Nothing but Gossip

Home > Other > Nothing but Gossip > Page 22
Nothing but Gossip Page 22

by Marne Davis Kellogg


  “You shouldn’t be drinking anything at all,” she scolded Elias, then came into the dressing room and started in on me. “You know this manicure cost me thirty dollars. And these little buttons are a bitch. If you’d had Vera Wang make these dresses instead of Armani, she would have hidden a thin little zipper behind them, and they just would have looked like actual buttons.”
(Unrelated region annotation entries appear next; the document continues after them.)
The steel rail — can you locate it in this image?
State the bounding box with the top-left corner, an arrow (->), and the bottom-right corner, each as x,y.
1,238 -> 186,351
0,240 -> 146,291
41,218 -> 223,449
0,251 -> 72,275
  “I don’t care. They’re worth it.” I was standing in my dressing room looking at myself in the triple mirror. “I love these gowns.”

  “Everybody ready?” Richard called from the bedroom.

  “Ready,” I answered.

  “Oh, my,” he said, turning me around. “You are lovely.”

  All we could do was smile at each other like two idiots.

  “Want to get on down there and do it?”

  “Let’s.”

  FORTY-ONE

  Roundup Morning News

  SUNDAY, SEPTEMBER 13, 1998

  Lilly McLaughlin Bennett and

  Richard Welland Jerome, Jr.,

  Wed in Ranch Ceremony

  by Pat Collier, Society Editor

  If anybody thinks for one second the rich aren’t different from you and me … think again. Yesterday afternoon, in what will go down in history as one of the West’s most memorable and glittering weddings, Bennett heiress Lilly McLaughlin Bennett and Richard Welland Jerome, Jr., General Director of the Roundup Opera Company and scion to one of Manhattan’s most venerable banking dynasties, said their vows at the two-hundred-thousand acre Bennett family ranch, the Circle B, outside of Bennett’s Fort.

  Everyone agreed the bride’s parents, Mr. and Mrs. Elias Caulfield Bennett III … our beloved Katharine and Eli … pulled out all the stops for their only daughter, and we all know that when it gets down to pulling stops, they have more than most.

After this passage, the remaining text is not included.